Post Script: After I posted the material below this morning I got a bunch of people “liking” it who are peddling assorted self-help nostrums, new-age nonsense, and Jesus Christ. Trust me, don’t waste your time. You could not possibly find a less receptive customer for what you are vending.
Last night I got an email from the membership director at church. She sent me a link to an article that promoted thinking happy, loving thoughts and staying open and trusting and peaceful in the face of daily life.
It hit a raw nerve. I wrote her back:
No. Being open and trusting and peaceful gets you ridiculed, exploited, and killed.
We just had to bury one of my sisters here in town. She had been beaten to death and her remains stuffed into a garbage bag like the garbage that most cisgender people think we are. I was one of those women sobbing at her candlelight vigil.
Just in the last month I have had to deal with someone who was supposed to be a medical professional who went out of her way to be really nasty to me because I am trans and I had a similar experience in the office where I went to get my taxes done.
And I don’t even want to talk about my biological ex-family and the nightmarish weeks I recently spent because of how they treated me when I was isolated and vulnerable and at their mercy.
I don’t have the privilege of living in a happy-thoughts fantasy as that ridiculous woman advises.
In order to stay alive, I must continually scan for hazards and assume that anyone I meet might want to hurt me in some way, because, all too often, they do.
My God, when you handed me that trans sticker for my car did you have any idea what you were asking of me?
If you put an anti-Trump sticker on your car the worst thing that would probably happen is that some jerk in a parking lot might call you a “libtard.” If I were in a parking lot at night with a transgender symbol on my car, my body could easily wind up in a garbage bag along a highway somewhere.
Perhaps I don’t belong at the church.

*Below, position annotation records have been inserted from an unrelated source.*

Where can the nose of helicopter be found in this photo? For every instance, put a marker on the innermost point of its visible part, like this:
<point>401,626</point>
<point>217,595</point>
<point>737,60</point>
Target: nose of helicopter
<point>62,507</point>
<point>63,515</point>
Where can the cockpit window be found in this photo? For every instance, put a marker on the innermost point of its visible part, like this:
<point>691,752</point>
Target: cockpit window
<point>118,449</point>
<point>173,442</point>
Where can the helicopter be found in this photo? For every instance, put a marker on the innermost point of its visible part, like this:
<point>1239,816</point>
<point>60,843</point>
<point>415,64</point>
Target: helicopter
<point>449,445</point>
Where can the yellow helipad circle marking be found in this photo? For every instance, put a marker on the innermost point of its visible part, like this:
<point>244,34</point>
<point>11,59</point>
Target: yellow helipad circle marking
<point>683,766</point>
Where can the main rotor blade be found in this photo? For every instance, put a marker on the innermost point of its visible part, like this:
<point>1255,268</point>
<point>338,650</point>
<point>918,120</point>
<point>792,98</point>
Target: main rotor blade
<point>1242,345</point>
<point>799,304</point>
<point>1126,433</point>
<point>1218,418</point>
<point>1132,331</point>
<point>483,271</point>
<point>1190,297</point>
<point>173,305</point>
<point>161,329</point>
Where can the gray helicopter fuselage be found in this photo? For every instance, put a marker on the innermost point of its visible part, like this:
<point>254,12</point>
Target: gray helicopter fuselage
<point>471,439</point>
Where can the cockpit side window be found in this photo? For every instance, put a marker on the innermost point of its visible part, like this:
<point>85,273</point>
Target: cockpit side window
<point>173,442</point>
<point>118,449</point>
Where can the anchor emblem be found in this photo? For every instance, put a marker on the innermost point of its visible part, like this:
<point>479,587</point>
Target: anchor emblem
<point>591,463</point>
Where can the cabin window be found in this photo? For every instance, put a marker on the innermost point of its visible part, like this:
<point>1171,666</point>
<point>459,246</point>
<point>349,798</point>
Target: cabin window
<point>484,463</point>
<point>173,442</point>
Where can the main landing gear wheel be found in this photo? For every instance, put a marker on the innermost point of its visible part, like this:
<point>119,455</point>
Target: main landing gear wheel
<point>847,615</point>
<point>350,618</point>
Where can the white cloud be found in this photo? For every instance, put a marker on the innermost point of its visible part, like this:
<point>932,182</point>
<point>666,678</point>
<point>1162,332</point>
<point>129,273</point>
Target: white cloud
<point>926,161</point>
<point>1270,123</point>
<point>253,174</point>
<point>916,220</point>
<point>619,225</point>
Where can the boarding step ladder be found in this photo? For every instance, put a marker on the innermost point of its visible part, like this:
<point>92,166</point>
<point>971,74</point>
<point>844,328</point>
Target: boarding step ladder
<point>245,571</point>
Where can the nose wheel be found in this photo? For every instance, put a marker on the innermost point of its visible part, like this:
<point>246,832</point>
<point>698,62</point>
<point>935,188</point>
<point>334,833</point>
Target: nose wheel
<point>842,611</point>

Between the people who like to get in nasty little digs when they get a chance and think no one will overhear and the oh-aren’t-you-a-cute-little-token-to-show-how-enlightened-we-are types it certainly isn’t pleasant being there.
I see no evidence whatsoever that the arc of the universe bends towards justice. My life experience has taught me that if anything the universe bends towards cruelty. I trust my experience, not wishful thinking.
Writing this now has me wondering whether my showing up at church has any point at all. I will have to think about that.